En un acto público encabezado por los jefes de los principales organismos de control y de la autoridad electoral, fue presentada la estrategia ‘Paz Electoral’, una apuesta institucional que busca blindar las elecciones legislativas y presidenciales frente a la desinformación, la violencia política y cualquier intento de deslegitimación de los resultados.
La iniciativa es impulsada por la Procuraduría General de la Nación, la Registraduría Nacional del Estado Civil y la Contraloría General de la República, entidades que coincidieron en la necesidad de enviar un mensaje de unidad institucional en defensa del sistema democrático.
Durante la presentación, el registrador nacional, Hernán Penagos Giraldo, advirtió que las elecciones no pueden convertirse en escenarios de odio ni de confrontación. Recordó el episodio ocurrido en el municipio de Gamarra hace dos años, cuando la circulación de una cadena falsa en WhatsApp desencadenó un ataque contra la sede de la entidad días antes de las votaciones. Lea: CNE fija fechas límite para testigos electorales en Colombia y exterior
“Quemaron viva a una mujer, a una segunda funcionaria con el setenta por ciento de su cuerpo quemado y una tercera en estado vegetativo”, señaló el registrador, al referirse a las consecuencias de la manipulación informativa. A su juicio, la desinformación se ha convertido en un fenómeno global que deteriora la confianza en las instituciones y afecta la estabilidad de los Estados.

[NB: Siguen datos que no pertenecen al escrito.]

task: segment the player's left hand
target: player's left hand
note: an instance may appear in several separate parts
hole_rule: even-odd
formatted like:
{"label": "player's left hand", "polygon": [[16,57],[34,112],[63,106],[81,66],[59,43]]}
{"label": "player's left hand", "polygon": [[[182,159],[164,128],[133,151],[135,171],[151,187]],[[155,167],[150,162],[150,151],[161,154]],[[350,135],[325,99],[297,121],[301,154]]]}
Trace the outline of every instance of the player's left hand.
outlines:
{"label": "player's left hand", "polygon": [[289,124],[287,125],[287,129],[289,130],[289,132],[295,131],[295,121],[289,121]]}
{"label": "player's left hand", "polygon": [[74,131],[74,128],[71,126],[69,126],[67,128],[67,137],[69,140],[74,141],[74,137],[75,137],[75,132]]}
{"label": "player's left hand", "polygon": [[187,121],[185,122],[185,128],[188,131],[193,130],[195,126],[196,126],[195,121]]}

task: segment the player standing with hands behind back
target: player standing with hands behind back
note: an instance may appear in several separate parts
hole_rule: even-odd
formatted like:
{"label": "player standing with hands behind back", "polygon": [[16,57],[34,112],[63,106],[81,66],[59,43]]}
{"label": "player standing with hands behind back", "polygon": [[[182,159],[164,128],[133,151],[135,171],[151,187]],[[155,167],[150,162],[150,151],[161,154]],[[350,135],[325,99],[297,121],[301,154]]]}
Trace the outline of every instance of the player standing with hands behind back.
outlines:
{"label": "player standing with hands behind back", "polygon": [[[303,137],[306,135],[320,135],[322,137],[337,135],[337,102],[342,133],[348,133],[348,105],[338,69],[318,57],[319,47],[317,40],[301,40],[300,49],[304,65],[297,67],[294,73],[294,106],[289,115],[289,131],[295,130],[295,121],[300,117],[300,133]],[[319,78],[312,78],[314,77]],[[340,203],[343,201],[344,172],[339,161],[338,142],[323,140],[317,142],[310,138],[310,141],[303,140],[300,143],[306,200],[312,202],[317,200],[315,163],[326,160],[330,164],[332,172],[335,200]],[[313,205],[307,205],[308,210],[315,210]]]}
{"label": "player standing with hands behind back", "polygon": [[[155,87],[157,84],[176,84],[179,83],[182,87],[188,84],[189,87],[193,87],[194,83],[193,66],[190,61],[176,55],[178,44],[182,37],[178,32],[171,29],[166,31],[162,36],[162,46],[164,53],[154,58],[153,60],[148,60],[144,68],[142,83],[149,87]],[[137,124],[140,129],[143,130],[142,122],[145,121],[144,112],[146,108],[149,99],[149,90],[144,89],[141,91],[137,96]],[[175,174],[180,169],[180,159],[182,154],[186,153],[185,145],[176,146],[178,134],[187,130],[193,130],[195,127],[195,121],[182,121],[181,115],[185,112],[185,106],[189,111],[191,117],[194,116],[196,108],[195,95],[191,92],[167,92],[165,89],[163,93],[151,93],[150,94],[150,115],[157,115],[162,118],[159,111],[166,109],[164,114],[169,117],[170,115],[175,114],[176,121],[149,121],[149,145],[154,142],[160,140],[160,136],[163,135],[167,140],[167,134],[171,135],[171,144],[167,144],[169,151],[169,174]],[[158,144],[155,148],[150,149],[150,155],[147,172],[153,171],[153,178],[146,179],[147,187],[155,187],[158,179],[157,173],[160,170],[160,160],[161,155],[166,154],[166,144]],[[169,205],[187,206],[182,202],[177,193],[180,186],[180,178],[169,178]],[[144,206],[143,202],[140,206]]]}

Penagos también hizo un llamado a la participación ciudadana como mecanismo para fortalecer la legitimidad democrática y recordó que más de cuatro mil millones de personas en el mundo viven bajo regímenes autoritarios sin posibilidad de elegir o ser elegidos.
Medidas técnicas para blindar elecciones del 8 de marzo
De cara a los comicios del ocho de marzo, la Registraduría detalló un plan de integridad que incluye biometría facial y dactilar para reducir riesgos de suplantación, así como la publicación en línea de 770.000 actas electorales correspondientes a cada mesa de votación, con el fin de que cualquier ciudadano pueda contrastar la información.

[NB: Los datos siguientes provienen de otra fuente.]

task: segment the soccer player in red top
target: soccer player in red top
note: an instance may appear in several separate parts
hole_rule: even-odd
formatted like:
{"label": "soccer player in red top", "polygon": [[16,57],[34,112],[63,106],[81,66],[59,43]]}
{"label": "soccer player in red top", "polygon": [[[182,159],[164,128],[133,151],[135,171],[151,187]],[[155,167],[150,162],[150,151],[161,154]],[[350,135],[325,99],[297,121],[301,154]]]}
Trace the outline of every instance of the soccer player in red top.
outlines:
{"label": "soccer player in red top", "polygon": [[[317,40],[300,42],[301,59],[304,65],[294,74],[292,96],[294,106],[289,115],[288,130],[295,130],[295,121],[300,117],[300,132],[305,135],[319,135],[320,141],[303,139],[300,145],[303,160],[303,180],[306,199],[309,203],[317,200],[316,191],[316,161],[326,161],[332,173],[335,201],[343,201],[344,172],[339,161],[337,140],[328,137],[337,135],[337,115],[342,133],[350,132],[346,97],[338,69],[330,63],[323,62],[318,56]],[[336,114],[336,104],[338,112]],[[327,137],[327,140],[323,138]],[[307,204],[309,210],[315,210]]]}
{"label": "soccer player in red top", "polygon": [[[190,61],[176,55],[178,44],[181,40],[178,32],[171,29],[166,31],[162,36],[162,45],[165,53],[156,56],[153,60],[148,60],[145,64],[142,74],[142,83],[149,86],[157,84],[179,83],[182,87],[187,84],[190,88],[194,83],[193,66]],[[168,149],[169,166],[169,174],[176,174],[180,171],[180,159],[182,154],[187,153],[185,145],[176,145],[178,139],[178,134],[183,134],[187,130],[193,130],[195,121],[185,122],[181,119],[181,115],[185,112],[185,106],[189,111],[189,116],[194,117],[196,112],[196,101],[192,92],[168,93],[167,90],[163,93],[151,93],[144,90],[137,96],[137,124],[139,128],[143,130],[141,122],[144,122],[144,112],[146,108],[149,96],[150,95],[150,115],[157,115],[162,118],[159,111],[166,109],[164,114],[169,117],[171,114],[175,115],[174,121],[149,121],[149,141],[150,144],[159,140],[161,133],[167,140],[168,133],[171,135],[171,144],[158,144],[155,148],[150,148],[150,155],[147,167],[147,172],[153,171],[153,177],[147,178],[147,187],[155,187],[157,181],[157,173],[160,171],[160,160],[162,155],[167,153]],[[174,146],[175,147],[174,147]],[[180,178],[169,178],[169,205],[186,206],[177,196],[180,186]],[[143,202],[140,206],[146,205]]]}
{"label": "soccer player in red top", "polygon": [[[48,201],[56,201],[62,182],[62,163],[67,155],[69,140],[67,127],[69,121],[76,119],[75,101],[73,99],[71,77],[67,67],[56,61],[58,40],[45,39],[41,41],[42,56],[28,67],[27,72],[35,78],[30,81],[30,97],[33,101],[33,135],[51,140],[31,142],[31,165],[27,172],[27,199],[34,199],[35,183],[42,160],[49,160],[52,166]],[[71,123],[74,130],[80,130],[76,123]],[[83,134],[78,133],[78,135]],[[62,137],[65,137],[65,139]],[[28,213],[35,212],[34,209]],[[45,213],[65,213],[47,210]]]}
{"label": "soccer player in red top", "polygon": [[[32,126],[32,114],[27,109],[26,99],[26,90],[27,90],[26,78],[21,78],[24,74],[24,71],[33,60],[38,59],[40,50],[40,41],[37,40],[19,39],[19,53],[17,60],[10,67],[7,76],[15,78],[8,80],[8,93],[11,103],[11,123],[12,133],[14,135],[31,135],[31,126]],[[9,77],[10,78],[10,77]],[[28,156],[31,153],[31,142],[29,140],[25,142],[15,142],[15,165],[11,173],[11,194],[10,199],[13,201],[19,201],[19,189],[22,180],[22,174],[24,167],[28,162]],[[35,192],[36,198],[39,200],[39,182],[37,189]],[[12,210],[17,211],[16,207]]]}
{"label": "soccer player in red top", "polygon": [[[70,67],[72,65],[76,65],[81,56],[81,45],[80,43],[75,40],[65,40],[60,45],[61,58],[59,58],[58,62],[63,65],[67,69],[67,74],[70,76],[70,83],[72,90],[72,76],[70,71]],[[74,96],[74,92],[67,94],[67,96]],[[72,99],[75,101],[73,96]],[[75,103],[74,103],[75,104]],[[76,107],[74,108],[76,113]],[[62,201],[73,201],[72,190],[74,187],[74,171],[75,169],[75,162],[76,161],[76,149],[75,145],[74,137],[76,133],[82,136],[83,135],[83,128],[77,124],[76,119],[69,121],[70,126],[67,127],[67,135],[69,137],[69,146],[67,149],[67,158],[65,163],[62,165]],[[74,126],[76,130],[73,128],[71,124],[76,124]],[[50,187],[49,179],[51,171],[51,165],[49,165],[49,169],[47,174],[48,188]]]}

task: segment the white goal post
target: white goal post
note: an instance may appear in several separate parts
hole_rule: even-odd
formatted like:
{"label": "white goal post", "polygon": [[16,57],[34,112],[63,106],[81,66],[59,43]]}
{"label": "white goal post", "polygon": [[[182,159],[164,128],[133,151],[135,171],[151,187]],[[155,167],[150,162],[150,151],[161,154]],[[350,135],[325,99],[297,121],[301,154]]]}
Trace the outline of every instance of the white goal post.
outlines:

“El próximo lunes vamos a congelar todos los software para que el día que se abran el 8 de marzo tengan tranquilidad todas las organizaciones políticas de que el software está absolutamente limpio”, explicó Penagos. Añadió que el código fuente estará disponible y contará con certificación que garantice su inalterabilidad. Insistió en que los sistemas informáticos cumplen una función de sumatoria y no modifican los datos consignados físicamente en las actas.
El proceso contará con la observación de misiones internacionales como la Unión Europea, la Organización de los Estados Americanos, el Centro Carter y la Misión de Observación Electoral. Además, se recordó que los resultados definitivos son declarados por 9.300 jueces de la República, a partir del escrutinio manual realizado por 860.000 jurados en más de 125.000 mesas de votación.

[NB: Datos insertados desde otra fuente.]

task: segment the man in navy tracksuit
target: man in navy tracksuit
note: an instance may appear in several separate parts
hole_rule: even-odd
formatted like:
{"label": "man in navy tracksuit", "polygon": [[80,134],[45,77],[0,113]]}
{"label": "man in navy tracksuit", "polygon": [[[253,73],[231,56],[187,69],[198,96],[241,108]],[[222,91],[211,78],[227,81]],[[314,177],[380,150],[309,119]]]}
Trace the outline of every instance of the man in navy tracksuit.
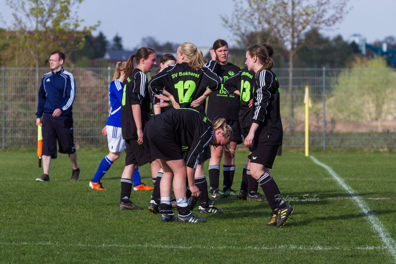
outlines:
{"label": "man in navy tracksuit", "polygon": [[[56,141],[59,152],[68,154],[73,167],[70,180],[78,180],[80,169],[73,137],[72,105],[76,94],[73,74],[62,67],[65,54],[54,51],[50,57],[51,71],[43,76],[38,91],[36,125],[42,125],[43,169],[44,173],[36,180],[50,180],[48,173],[51,157],[56,158]],[[44,113],[44,115],[43,115]]]}

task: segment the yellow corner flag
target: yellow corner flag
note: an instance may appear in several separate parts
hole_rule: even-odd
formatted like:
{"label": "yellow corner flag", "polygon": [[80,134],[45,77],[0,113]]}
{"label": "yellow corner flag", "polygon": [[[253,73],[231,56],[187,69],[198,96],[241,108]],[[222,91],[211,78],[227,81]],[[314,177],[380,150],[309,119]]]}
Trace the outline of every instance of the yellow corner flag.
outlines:
{"label": "yellow corner flag", "polygon": [[41,152],[43,150],[43,134],[41,132],[41,123],[37,126],[37,156],[38,157],[38,167],[41,167]]}
{"label": "yellow corner flag", "polygon": [[308,156],[308,149],[309,148],[309,129],[308,129],[308,108],[310,103],[311,103],[311,106],[312,105],[312,101],[309,98],[309,91],[308,89],[308,85],[305,86],[305,93],[304,95],[304,103],[305,104],[305,157]]}

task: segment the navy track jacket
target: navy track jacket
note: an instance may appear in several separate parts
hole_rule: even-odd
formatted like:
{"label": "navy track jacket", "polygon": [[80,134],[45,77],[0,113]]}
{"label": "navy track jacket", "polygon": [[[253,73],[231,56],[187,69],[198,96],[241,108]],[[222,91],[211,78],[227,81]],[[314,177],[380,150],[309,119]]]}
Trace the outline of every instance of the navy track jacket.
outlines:
{"label": "navy track jacket", "polygon": [[76,85],[73,74],[62,68],[56,73],[51,70],[44,74],[38,90],[38,104],[36,116],[41,118],[44,113],[52,116],[59,108],[62,114],[58,119],[72,117],[72,106],[76,95]]}

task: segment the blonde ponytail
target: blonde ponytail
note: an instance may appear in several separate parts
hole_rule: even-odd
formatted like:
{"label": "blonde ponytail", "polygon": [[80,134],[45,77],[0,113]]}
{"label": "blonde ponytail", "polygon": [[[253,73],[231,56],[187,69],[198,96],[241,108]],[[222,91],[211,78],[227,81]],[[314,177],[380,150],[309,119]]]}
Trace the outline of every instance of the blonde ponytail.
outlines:
{"label": "blonde ponytail", "polygon": [[[223,137],[225,139],[229,140],[230,142],[232,140],[232,129],[229,125],[226,123],[225,119],[224,118],[219,118],[215,121],[212,125],[212,127],[215,131],[216,129],[221,129],[223,132]],[[223,146],[223,148],[224,150],[228,152],[235,152],[235,151],[230,147],[230,144]]]}
{"label": "blonde ponytail", "polygon": [[204,57],[202,51],[191,42],[184,42],[179,47],[180,53],[186,58],[186,62],[194,70],[199,70],[208,61]]}
{"label": "blonde ponytail", "polygon": [[125,70],[126,68],[126,61],[122,63],[121,61],[118,62],[116,65],[116,70],[114,72],[114,74],[113,74],[113,77],[111,78],[111,81],[112,82],[117,79],[119,79],[120,77],[121,76],[121,72]]}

Llamado a respetar los resultados electorales
El contralor general, Carlos Hernán Rodríguez, expresó respaldo a la organización electoral y pidió que cualquier inconformidad sea tramitada por los canales formales. “Participan, por Dios, más de un millón de personas en un proceso electoral, ¡cómo no se van a cometer errores! Pero no son circunstancias que obedezcan a una conducta tipificada en el código penal de dolosa”, afirmó, al advertir que desacreditar deliberadamente los comicios puede poner en riesgo la estabilidad institucional.

El cierre estuvo a cargo del procurador general, Gregorio Eljach Pacheco, quien subrayó que la estrategia apunta a erradicar la estigmatización política y a frenar la lógica de considerar enemigo a quien piensa distinto. En su intervención, describió a los ciudadanos como “hijos de una misma madre que se llama la patria Colombia”.
El jefe del Ministerio Público insistió en que la aceptación de los resultados es fundamental para la legitimidad democrática. “Que se respeten los resultados que digan las urnas, sea cual fuera el resultado que diga el escrutinio electoral”, señaló, al remarcar que el reconocimiento de la voluntad mayoritaria es la base para la estabilidad del próximo cuatrienio.
Como gesto simbólico, propuso que la explanada principal de la Registraduría sea denominada Plaza de la Paz Electoral, en homenaje a quienes han defendido durante décadas el sistema democrático colombiano.